Ich hatte als Kind das Glück, dass ich viel draußen spielen konnte. Das Pfrunger Ried lag vor der Haustür, eines der größten Moorgebiete Süddeutschlands. Da haben wir als Kinder kleine Lager gebaut. Das heißt, man hat die Natur wirklich hautnah erlebt, den Wald gerochen, die Witterung gespürt. Diese Erfahrungen waren sicher wichtige Wurzeln. Das hat bei mir zu der Erkenntnis geführt, wie verletzlich die Natur ist, und dass sie ein vernetztes Stück Leben ist.
Was muss Ihrer Meinung nach passieren, dass sich grundlegend etwas verändert?
Die Welt macht sich noch nicht entschieden genug klar, wie man gezielt im Einklang mit der Natur handelt, weniger konsumiert. Deswegen war ich froh, dass die Welt während der Corona-Krise bemerkte, das Leben geht trotzdem weiter, auch wenn es in vielen wirtschaftlichen Bereichen Einbrüche gab. Gegen den sofortigen Umstieg auf erneuerbare Energien wird ja immer das Argument vorgebracht, das würde der Wirtschaft schaden, 'das können wir uns nicht leisten'. Jetzt mussten wir uns ein Jahr Corona leisten – und irgendwie geht das Leben doch weiter.
Sind Sie denn optimistisch, dass wir die Wende noch schaffen?
Es wird schon knapp. Gleichzeitig darf man nicht die Hoffnung aufgeben. Ich verbrenne natürlich auch noch fossile Brennstoffe. Wichtig wäre, sich politisch für die Leute einzusetzen, die eine klare Wende wollen. Nicht nur ein bisschen, sondern richtig. Wenn man dagegen auf "Fake News" hört oder sich sagt, ich lebe jetzt, alles andere ist mir egal, dann macht man halt so weiter. Natürlich kann man darauf achten, Produkte zu konsumieren, die am wenigsten Ressourcen verbrauchen. Aber ich denke, es ist sehr wichtig, da auch weiter darauf zu pochen, dass es wirklich einen Umschwung gibt, eine grünere Welt.
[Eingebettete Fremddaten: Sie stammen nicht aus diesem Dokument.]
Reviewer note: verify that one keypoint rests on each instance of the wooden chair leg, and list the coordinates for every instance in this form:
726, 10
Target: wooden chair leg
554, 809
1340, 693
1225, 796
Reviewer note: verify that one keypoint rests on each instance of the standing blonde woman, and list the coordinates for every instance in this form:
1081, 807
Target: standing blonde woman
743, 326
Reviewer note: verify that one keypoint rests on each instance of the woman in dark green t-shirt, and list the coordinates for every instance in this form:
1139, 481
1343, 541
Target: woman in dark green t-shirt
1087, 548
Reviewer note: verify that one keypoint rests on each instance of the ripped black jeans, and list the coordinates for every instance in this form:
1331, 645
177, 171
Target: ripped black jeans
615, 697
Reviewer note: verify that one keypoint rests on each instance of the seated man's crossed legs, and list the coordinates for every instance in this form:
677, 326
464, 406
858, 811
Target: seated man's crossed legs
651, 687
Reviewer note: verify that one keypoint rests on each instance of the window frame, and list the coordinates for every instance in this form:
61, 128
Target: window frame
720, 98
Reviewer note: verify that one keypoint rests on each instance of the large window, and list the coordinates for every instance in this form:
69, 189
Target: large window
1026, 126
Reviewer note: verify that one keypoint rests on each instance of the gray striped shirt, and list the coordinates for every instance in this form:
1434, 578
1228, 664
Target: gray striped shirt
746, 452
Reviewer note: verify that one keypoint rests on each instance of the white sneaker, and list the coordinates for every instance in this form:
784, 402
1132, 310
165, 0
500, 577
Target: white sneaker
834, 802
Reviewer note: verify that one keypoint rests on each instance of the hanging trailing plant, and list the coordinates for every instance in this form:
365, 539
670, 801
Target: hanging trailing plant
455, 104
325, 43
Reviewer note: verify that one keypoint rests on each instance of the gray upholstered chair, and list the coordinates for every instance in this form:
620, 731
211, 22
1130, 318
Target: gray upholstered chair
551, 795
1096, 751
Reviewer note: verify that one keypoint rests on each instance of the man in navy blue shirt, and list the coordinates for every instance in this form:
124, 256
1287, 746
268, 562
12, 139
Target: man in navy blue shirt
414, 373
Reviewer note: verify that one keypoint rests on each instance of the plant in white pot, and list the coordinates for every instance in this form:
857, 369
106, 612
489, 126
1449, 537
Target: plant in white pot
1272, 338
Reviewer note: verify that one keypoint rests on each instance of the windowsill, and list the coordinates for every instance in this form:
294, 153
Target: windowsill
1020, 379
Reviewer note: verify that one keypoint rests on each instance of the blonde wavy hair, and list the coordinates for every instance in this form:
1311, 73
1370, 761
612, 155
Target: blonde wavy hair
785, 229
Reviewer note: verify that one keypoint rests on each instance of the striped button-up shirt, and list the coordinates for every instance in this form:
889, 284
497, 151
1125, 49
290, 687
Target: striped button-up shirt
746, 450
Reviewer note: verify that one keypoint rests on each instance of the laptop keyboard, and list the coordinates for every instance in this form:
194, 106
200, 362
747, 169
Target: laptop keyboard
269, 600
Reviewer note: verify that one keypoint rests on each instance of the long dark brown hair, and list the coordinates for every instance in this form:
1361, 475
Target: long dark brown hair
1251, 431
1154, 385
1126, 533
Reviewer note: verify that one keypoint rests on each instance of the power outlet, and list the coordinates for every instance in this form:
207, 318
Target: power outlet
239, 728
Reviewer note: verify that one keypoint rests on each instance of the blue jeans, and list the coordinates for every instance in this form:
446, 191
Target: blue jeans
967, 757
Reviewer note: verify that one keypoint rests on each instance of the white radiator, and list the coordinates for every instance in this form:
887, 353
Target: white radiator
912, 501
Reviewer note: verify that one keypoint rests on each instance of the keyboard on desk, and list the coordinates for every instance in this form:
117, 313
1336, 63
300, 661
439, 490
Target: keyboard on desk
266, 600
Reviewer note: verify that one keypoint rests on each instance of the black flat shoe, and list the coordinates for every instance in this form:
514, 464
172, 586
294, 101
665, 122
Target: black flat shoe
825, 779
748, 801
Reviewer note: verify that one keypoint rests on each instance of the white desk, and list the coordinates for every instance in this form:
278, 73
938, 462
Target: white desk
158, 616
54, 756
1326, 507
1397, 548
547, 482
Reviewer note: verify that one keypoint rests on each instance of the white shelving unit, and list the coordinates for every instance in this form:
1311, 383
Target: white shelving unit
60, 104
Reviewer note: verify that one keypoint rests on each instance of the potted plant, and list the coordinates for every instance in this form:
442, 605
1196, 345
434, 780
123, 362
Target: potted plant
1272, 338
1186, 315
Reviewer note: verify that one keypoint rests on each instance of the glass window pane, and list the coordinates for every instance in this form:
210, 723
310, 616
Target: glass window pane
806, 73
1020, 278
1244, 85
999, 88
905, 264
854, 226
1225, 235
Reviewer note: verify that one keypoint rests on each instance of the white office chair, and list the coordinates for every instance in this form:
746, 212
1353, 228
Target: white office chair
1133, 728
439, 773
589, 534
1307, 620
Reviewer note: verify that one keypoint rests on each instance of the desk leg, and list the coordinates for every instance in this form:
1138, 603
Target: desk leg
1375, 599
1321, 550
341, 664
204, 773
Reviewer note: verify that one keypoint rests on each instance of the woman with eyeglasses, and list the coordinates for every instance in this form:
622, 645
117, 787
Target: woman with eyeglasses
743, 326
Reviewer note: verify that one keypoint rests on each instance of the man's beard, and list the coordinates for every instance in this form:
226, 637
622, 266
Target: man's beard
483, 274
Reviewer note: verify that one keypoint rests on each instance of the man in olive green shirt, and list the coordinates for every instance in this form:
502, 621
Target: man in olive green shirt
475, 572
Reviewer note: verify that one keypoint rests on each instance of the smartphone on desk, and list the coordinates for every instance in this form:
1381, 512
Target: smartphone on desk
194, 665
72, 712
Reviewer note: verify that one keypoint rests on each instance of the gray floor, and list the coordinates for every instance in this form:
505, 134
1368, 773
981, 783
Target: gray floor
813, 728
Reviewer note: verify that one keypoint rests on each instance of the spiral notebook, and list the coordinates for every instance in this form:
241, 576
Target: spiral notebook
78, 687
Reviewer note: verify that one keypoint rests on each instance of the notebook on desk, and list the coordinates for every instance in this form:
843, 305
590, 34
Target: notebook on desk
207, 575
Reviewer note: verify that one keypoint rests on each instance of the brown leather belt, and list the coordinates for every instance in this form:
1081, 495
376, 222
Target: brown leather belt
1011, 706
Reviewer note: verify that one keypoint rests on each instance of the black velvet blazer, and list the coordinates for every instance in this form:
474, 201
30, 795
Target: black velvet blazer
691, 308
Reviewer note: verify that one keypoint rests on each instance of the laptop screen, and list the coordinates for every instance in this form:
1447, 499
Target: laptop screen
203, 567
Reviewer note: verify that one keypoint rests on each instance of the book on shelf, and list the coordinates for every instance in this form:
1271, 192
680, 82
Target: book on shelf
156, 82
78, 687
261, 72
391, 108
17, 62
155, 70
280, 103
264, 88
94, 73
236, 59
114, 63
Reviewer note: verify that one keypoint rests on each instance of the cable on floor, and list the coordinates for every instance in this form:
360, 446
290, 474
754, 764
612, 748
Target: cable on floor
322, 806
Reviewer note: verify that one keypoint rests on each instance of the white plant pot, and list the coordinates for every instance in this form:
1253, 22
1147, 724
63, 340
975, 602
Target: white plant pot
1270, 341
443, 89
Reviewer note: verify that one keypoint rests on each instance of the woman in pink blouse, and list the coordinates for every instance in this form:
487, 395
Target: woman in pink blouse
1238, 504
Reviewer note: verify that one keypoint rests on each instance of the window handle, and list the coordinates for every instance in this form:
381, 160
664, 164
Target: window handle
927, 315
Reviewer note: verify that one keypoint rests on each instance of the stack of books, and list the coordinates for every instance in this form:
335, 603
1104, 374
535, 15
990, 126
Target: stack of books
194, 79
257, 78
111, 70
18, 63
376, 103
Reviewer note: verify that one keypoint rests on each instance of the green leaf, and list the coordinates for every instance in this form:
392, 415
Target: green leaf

Wie kann das konkret aussehen?
Zum einen sollte man sich lokal engagieren. Das fängt mit der Entscheidung an, welchen Strom man kauft. Das ändert ja nicht deine Lebensqualität, sondern setzt einfach ein Signal. Aber man sollte sich auch politisch dafür einsetzen, dass nicht immer wieder neue Pestizide zugelassen werden. Dass wir immer noch Glyphosat benutzen – es ist ja klar, welche politischen Parteien hinter solchen Dingen stehen.
Sie haben ja auch Kinder, geben Sie denen das auch weiter?
Wir achten schon darauf, dass wir die Naturverbundenheit an sie weitergeben. Da gibt es aber keine "Screentime" auf dem Handy oder iPad. Wir versuchen vielmehr, ihre Kreativität zu fördern und schenken ihnen beispielsweise ein Fernglas, mit dem sie die Natur wahrnehmen und zum Beispiel Vögel beobachten können. Wenn sie mit uns raus in die Wildnis gehen, wird es denen nicht langweilig. Die sagen nicht: Ich will zurück und fernsehen. Sie spielen da draußen mit ihrer Fantasie, sammeln etwa Geweihe von den Karibus und sind einfach unglaublich glücklich. Was ich als Kind erlebt habe, will ich ihnen weitergehen, diese Nähe zur Natur. Das ist auch meine Botschaft an junge Eltern: Mit Kindern viel rausgehen, damit sie die Natur spüren können, das gibt ihnen unglaublich viel.